Senator Barbara Boxer (D-Calif.) used FCC Chairman Kevin Martin's re-nomination hearing this morning to accuse the agency of suppressing a two-year-old agency study that she said finds that locally-owned TV stations produce more local news.
"I think there's work that has been done and it has been stifled," Boxer told Martin during questioning before the Senate Commerce Committee. "I don't know who stifled it."
Boxer said that she had obtained (and would submit into the hearing record) a "draft report" by FCC staff dated June 17, 2004 "Do Local Owner Do More Localism? Some Evidence from Local Broadcast News."
According to the study, Boxer said, locally owned stations produced five-and-a-half minutes more local news for each half-hour newscast, including more than three minutes of "on-location news."
She then quoted a portion of the study: "In the course of a year, this means locally-owned stations produce 33 more hours of regional newsnews that is directly relevant and important to viewers."
"Now this is not a matter or national security, for God's sake," Boxer said. "This is important information about issues that are key to the people…. So, I don't understand who deep-sixed this thing. I'm going to get to the bottom of it and find out if any commissioners saw this."
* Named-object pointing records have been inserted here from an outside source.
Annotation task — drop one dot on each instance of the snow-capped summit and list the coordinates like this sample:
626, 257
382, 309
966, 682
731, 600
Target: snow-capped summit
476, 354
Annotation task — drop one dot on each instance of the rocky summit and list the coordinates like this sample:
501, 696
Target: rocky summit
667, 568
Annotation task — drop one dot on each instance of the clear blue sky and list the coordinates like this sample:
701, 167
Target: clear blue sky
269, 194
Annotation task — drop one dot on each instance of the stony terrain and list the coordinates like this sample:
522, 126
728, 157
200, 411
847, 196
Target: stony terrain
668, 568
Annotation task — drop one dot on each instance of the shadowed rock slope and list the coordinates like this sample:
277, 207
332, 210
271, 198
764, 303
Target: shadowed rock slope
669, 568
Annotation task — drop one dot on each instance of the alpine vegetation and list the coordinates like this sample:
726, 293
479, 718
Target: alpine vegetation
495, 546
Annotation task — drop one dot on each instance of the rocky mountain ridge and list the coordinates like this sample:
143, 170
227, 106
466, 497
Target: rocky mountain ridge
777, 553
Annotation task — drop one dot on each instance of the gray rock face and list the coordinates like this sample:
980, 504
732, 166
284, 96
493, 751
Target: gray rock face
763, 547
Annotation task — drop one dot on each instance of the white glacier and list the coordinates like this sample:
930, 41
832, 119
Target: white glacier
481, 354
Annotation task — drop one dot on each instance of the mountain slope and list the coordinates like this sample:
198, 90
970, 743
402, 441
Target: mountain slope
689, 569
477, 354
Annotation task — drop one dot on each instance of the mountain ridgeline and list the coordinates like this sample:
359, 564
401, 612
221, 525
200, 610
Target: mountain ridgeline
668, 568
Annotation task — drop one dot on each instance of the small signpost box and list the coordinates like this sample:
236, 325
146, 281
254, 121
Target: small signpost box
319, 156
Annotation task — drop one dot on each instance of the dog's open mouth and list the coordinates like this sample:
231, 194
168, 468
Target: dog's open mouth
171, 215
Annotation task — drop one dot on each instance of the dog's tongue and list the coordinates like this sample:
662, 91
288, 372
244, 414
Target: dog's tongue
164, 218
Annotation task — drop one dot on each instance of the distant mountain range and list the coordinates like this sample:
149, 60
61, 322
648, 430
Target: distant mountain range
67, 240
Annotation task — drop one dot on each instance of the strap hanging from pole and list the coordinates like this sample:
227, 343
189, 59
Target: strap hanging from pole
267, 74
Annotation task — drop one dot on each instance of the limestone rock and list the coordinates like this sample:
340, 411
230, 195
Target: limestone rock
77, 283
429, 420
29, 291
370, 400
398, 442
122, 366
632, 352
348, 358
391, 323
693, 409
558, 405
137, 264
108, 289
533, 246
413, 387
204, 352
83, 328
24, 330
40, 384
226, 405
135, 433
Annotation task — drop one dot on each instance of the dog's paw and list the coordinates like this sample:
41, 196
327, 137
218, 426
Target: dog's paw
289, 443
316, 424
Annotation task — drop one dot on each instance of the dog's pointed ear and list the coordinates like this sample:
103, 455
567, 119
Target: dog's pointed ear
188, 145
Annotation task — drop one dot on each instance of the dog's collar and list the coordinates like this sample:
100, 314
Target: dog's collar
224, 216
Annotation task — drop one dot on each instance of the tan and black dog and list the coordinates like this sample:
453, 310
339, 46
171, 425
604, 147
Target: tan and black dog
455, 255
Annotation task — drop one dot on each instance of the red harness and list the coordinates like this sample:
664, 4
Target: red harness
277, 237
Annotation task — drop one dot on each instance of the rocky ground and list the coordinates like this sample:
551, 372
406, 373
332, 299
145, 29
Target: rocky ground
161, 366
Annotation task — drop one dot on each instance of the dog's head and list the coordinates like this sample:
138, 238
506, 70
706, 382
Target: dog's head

Martin said that he had never seen the study, noting that he was not chairman at the time the study was dated.
Martin promised Boxer that he would read the study and make sure that it is incorporated into a long overdue localism study that Martin predecessor, Michael Powell, had initiated.
Boxer and other Democrats on the Commerce Committee oppose Martin's initiative to ease local ownership rules to permit greater media concentration.